Kamis, 19 Desember 2024
No menu items!
No menu items!

“7 Negara dalam 5 Tahun” – Akankah Pergantian Rezim di Iran Segera Terjadi?

Oleh: Gavin O’Reilly *

Pada dini hari Minggu pagi lalu, pergeseran geopolitik seismik terjadi ketika masa jabatan Presiden Suriah selama 24 tahun oleh Bashar al-Assad berakhir secara dramatis.

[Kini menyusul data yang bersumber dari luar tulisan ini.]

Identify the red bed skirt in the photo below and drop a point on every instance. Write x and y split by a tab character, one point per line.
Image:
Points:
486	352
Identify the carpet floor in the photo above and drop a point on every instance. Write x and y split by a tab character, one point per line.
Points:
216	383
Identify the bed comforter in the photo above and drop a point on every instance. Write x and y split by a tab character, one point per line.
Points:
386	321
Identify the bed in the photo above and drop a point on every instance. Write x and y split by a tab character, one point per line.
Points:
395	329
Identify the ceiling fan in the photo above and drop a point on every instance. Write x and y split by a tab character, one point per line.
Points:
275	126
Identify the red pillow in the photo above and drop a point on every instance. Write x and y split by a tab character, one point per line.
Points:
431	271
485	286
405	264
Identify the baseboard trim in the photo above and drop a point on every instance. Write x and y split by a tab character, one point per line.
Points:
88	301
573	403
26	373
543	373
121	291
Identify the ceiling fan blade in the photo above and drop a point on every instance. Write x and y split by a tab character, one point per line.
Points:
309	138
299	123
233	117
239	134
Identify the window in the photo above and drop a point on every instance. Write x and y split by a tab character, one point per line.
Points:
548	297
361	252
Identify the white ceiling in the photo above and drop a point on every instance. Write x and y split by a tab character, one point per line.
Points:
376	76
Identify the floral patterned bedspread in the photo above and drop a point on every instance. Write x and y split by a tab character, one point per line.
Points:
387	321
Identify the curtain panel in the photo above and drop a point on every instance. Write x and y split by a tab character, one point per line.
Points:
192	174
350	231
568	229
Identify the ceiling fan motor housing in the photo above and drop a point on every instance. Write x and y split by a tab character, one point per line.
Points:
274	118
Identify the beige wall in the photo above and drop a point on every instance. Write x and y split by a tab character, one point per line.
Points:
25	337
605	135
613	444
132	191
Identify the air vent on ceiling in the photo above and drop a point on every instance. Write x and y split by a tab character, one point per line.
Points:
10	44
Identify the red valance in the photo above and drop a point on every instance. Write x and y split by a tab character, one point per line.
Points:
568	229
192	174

Dimulai hanya 11 hari sebelumnya, serangan yang dipimpin oleh kelompok Hay’at Tahrir al-Sham (HTS) yang didukung Barat mengakibatkan perebutan sebagian besar wilayah yang dikuasai pemerintah, termasuk, mungkin yang paling menonjol, kota utama Aleppo. Salah satu kota besar pertama yang direbut oleh kelompok oposisi di tengah-tengah awal konflik, Aleppo akan dibebaskan pada bulan Desember 2016 dalam sebuah serangan oleh Tentara Arab Suriah, dengan serangan udara Rusia memainkan peran penting dalam dukungan. Jadi, jatuhnya kota itu sekali lagi ke tangan pemberontak merupakan pertanda buruk.

Ketika para militan mulai mendekati ibu kota Damaskus, segera menjadi jelas bahwa nasib Assad sudah ditentukan. Meninggalkan negara itu bersama keluarganya dengan penerbangan carteran tak lama setelah itu, mantan Presiden Suriah itu akan diberikan suaka di Moskow, mengakhiri upaya terkoordinasi selama 13 tahun oleh berbagai kekuatan untuk menggulingkan pemerintahannya.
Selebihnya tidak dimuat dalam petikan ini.